An Evening with Kevin Jerome Everson
May 31, 2011

Artist speaks to participants at a teen talk
Artist speaks to participants at a teen talk

Artist Kevin Jerome Everson speaks to a Youth Insights participant at a recent teen artist talk, April 2011. Photograph by Diane Exavier

Birthday candles blown out by an old man and a single candle watched by a small girl; a black pageant queen discussing segregation; bees and a sword fight. These are just a few images that come up in the many short films being shown in the exhibition, More Than That: Films by Kevin Jerome Everson. The exhibition explores Everson's work with appropriated news and home video footage from the civil rights era, as well as film he shot and later edited to give the illusion of looking like found footage. Together, the two kinds of film are seamlessly interwoven to construct purposefully anticlimactic scenes that immerse the viewer into these non-stories.
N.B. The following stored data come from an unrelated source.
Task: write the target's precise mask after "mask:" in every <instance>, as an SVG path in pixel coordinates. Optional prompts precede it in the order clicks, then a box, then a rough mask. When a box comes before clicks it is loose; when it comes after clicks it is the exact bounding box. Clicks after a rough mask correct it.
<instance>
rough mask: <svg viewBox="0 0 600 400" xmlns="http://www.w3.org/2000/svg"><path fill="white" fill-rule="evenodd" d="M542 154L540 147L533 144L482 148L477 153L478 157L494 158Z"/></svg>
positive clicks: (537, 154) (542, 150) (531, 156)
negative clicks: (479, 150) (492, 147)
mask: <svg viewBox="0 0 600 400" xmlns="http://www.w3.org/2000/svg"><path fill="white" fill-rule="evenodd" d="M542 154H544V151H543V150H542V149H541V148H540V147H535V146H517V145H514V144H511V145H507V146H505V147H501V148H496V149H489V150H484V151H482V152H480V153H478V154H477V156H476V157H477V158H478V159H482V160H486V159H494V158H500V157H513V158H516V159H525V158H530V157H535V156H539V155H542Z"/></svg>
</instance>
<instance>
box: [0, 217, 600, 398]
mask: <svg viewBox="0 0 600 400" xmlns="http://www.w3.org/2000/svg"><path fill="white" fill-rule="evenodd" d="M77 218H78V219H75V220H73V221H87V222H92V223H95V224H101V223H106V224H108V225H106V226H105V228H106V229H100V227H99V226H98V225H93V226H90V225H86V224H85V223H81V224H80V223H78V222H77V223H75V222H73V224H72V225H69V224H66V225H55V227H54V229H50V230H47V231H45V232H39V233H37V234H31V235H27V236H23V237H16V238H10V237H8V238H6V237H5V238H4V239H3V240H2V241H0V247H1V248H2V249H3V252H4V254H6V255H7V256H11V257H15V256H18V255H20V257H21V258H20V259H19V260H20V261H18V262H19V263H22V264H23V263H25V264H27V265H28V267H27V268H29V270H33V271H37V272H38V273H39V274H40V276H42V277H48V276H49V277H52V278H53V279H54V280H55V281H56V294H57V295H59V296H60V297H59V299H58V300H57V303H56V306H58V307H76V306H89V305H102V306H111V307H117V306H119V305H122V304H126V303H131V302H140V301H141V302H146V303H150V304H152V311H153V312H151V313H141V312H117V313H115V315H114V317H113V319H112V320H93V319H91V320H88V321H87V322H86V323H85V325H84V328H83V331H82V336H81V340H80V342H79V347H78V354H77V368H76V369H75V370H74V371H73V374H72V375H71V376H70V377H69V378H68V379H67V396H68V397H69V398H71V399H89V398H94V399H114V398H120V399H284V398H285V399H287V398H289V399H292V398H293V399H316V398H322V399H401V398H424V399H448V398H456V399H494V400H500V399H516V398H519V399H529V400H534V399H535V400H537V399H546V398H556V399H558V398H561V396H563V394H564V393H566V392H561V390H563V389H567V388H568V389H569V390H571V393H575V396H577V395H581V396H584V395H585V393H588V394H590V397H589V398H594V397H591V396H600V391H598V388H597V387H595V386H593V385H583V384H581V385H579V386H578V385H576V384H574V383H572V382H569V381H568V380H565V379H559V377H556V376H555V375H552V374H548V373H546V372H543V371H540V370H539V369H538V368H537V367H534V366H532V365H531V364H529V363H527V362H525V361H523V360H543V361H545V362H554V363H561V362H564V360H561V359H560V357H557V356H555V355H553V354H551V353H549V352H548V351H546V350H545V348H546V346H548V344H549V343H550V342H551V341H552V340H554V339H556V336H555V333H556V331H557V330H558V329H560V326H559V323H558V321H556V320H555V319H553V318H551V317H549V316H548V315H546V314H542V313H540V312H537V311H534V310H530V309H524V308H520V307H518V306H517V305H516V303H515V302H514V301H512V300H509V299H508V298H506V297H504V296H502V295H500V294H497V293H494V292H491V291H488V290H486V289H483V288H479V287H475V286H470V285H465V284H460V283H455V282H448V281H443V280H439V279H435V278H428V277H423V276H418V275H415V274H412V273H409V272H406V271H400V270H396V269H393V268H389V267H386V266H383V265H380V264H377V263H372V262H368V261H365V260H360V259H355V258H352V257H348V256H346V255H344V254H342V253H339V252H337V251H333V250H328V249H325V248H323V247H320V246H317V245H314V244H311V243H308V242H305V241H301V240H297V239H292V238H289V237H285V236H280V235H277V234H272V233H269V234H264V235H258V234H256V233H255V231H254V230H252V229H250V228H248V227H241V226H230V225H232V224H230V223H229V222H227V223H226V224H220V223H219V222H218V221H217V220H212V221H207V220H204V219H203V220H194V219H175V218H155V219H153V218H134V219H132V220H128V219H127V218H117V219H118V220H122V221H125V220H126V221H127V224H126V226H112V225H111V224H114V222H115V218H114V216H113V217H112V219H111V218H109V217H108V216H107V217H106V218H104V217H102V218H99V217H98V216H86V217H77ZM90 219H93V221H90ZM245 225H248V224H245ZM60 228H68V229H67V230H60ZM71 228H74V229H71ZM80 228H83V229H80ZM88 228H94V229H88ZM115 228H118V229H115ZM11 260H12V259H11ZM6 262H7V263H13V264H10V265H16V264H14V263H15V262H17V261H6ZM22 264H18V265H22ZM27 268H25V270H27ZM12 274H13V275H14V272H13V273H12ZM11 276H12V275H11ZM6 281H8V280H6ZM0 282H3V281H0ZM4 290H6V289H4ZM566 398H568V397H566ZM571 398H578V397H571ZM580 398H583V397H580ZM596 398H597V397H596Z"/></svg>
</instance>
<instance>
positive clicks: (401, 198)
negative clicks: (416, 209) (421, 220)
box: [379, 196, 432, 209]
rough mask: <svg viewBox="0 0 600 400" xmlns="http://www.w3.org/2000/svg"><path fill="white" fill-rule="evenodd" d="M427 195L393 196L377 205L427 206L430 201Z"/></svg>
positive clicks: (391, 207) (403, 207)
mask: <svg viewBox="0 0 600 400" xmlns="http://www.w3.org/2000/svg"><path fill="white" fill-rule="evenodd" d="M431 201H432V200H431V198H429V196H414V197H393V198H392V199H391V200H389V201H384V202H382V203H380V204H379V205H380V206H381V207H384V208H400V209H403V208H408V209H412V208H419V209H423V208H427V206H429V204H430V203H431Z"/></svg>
Everson discussed his short films during a teen artist talk at the museum a few weeks ago. During the conversation, he stressed the importance of his work being shaped by the subjects of the found footage he uses and his upbringing in a working-class family in Mansfield, Ohio. Everson's inspirations were made especially evident when he described the meaning and context of his shorts. Many of the films are moving snapshots that subtly present the unfairness of economical, racial and cultural segregation of African-American life in the 1960s and 1970s.


These are inequalities that resonate even today, although Everson only hints at it. While there is much cultural discussion layered in the works, there is also a light sense of being calmed. The exhibition invites you to discuss the films and their difficult subjects; but it also encourages you to ignore everything and just absorb the simplicity of the non-stories. At a time when 24-hour news and Youtube have bloated the world's video archive, More Than That is interesting for how utterly distinct it is from the bustling proliferation of media we find ourselves surrounded by today.